“Your ironweed sounds to me like a fairy tale.”
“Well, I’m only telling you what I’ve heard. I don’t know anything about it, myself; but they say it’s a very rare weed and that the woodpecker goes to look for it in the mountains so that it may harden and whet its beak on it. And anything you touch to that weed becomes as hard as the best steel. What a find that would be for my scythe and my hedging-bill, my sickle and grafting-knife! I know many a man that would give a bag of gold for the woodpecker’s secret.”
The young cabbage plants had by this time received enough water, and it was now the lettuce’s turn. Jacques went back to his work and left the boys to puzzle over the question whether or not there was any truth in this story of the woodpecker’s fear lest it might bore through the tree trunk with each peck of its beak. They brought the matter up that evening in their talk with their uncle.
“There is both truth and falsehood in what my good Jacques told you,” he said. “The true is what he saw with his own eyes, the false what he repeats from hearsay among the country folk. He told you correctly about the woodpecker’s different cries, which he knows so well from having heard them over and over again; and he was right about the bird’s way of running around to the other side of the trunk that it has just struck several times with its beak. All the rest is false, or, rather, an amusing legend with a basis of fact which we will now examine. [[172]]
“Woodpeckers live solely on insects and larvæ, especially those species of insects and larvæ that are found in wood. The large grubs of capricorn-beetles, stag-beetles, long-horn beetles, and others are their favorite dish. To get at them they have to clear away the dead bark and bore into the worm-eaten wood beneath. The instrument used in this rough work is the bird’s beak, which is straight and wedge-shaped, square at the base, fluted lengthwise, and shaped at the point like a carpenter’s chisel. It is so hard and durable that, in order to account for a tool of such perfection, some simple-minded wood-cutter made up the story that has been repeated ever since, the childish story of the ironweed. Need I tell you that there is nothing in the world that by its mere touch can give to objects the hardness of iron or steel?”
“I had my doubts,” Jules declared, “when Jacques was telling us about it; I couldn’t believe in his wonderful weed.”

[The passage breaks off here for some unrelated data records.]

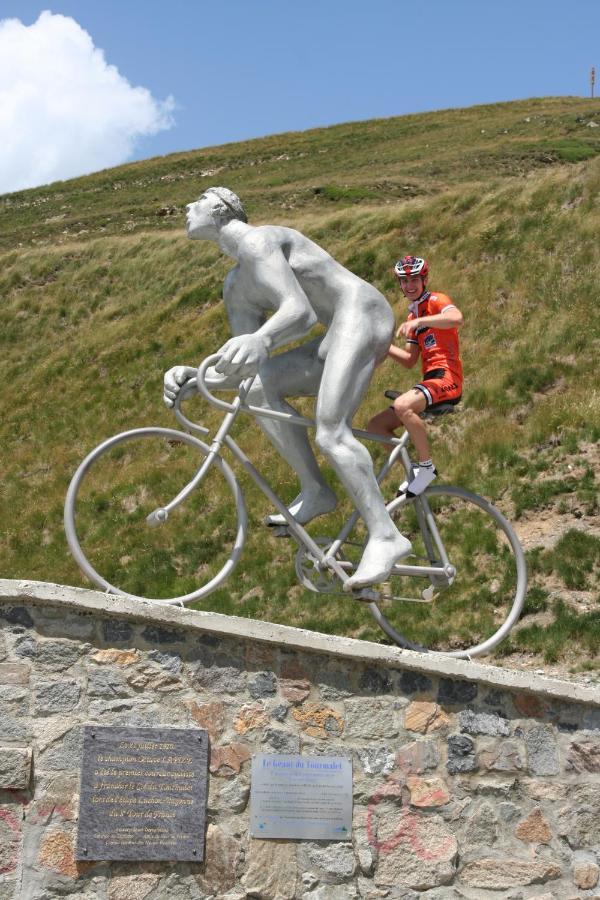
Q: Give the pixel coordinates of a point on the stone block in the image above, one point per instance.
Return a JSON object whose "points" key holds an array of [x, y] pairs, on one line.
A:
{"points": [[228, 760], [250, 717], [57, 853], [294, 690], [14, 673], [542, 752], [584, 756], [222, 858], [586, 871], [58, 655], [504, 756], [481, 827], [14, 728], [579, 821], [220, 679], [55, 697], [15, 768], [210, 715], [319, 721], [271, 870], [333, 892], [534, 828], [107, 684], [427, 793], [416, 757], [26, 647], [461, 755], [114, 657], [425, 717], [496, 874], [281, 741], [64, 755], [262, 684], [417, 852], [334, 863], [10, 840], [376, 760], [482, 723], [55, 797], [134, 886], [543, 790], [234, 796]]}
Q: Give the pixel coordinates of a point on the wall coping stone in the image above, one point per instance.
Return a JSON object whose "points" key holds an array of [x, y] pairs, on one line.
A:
{"points": [[81, 600]]}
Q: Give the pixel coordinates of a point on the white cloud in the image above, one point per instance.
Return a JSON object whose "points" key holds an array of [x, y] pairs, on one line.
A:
{"points": [[64, 111]]}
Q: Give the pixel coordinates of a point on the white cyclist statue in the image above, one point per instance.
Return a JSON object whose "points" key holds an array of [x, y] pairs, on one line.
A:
{"points": [[283, 284]]}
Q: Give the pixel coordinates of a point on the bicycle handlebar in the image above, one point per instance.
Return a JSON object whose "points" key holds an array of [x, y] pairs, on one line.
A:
{"points": [[200, 384]]}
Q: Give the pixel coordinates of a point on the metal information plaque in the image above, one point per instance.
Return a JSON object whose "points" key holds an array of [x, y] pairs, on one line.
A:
{"points": [[308, 797], [143, 793]]}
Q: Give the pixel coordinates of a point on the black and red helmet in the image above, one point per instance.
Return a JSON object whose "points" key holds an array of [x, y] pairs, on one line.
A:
{"points": [[411, 265]]}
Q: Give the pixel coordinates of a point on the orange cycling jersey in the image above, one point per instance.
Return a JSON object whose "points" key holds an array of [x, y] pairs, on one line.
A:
{"points": [[438, 346]]}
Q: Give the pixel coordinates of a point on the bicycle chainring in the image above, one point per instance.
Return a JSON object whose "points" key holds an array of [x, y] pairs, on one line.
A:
{"points": [[312, 576]]}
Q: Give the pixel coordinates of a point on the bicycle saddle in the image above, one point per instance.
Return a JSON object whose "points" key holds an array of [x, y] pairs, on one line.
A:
{"points": [[432, 412]]}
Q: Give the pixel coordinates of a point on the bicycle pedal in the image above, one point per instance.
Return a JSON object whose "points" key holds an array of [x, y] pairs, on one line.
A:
{"points": [[365, 595]]}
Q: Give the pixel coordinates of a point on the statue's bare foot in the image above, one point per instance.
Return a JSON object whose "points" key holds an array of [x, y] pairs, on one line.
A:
{"points": [[377, 560], [308, 506]]}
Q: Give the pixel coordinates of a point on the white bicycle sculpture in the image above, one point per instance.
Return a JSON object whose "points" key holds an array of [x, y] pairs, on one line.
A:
{"points": [[466, 555]]}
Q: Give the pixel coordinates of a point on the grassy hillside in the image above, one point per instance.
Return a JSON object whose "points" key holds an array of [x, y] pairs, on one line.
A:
{"points": [[102, 292]]}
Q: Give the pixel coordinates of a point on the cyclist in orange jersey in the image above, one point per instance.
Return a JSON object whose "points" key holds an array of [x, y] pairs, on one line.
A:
{"points": [[431, 332]]}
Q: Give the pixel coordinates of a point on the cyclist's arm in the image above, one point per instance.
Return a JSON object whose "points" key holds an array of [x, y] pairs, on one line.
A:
{"points": [[407, 356], [449, 317]]}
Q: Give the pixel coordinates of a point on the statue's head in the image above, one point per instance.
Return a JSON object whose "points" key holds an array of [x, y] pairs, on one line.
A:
{"points": [[227, 205], [214, 208]]}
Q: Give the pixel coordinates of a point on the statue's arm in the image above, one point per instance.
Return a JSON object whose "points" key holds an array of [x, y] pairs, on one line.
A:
{"points": [[275, 287], [275, 282]]}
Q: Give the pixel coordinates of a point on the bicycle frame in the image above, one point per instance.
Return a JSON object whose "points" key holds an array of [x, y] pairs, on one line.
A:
{"points": [[444, 572]]}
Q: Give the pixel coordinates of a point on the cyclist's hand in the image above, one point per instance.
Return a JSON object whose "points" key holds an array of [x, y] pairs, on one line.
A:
{"points": [[242, 355], [406, 328], [173, 380]]}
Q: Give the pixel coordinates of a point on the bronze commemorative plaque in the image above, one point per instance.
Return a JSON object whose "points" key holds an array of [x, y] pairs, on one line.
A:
{"points": [[143, 793]]}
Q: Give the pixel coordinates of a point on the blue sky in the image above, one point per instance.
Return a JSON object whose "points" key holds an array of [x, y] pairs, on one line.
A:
{"points": [[236, 70]]}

“The woodpecker has no need to rub its beak against anything to give it the hardness necessary for the work to be done; it is born with a good strong beak, to begin with, and keeps it to the end, and that beak never has to be retempered. It is the continuation of a very thick skull which can withstand rather violent shocks, and it is operated by a short, strong neck which can keep up its hammering without fatigue even should the bird wish to bore into the very heart of a tree trunk. After it has drilled its hole the woodpecker darts into it an exceedingly [[173]]long tongue, worm-shaped and viscous—that is, coated with a sort of mucilage made by the saliva—and armed with a hard barbed point with which it transfixes the larvæ that have been uncovered.
“To climb the trunk of the tree to be operated upon and, for hours at a time if need be, to stay there where larvæ seem to be lurking, the woodpecker has short, muscular legs which end in stout claws, each foot having four talons or toes, two pointing forward and two backward, armed with curved nails of great strength. The bird’s way of standing on the vertical surface of a tree trunk is made possible not only by the division of its talons as I have described them, with their strong nails clinging to rough bark, but also by a third support furnished by the tail. The large tail feathers are stiff, slightly bent downward, worn at the tip, and supplied with rough barbs. When the woodpecker starts in on what promises to be a long job, it plants itself firmly on the tripod of its tail and two feet and holds itself steady even in positions that would seem to be highly uncomfortable. Without fatigue and without pause it can strip an entire tree trunk of its dried-up bark.
“The objects of its persevering search are the insects hidden under this bark. It can tell by the sound made when it strikes the tree with its beak whether or not the wood is decayed and full of insects, a hollow sound being of good omen to the bird. If the wood does not give out this hollow sound, the woodpecker [[174]]knows that further drilling at that point would be but so much labor wasted. In the first case it strips off the bark, makes the wood beneath fly this way and that in a shower of little chips, clears off the worm-hole dust, and finally reaches the plump grub in its snug retreat. In the second case it strikes two or three well-directed blows to start the dry bark and frighten any insects that may be lurking underneath. Immediately this insect population runs in alarm, some to the right, others to the left, toward the opposite side of the tree trunk; but the woodpecker, knowing well enough what is going on, reaches the other side in time to nab the fugitives.”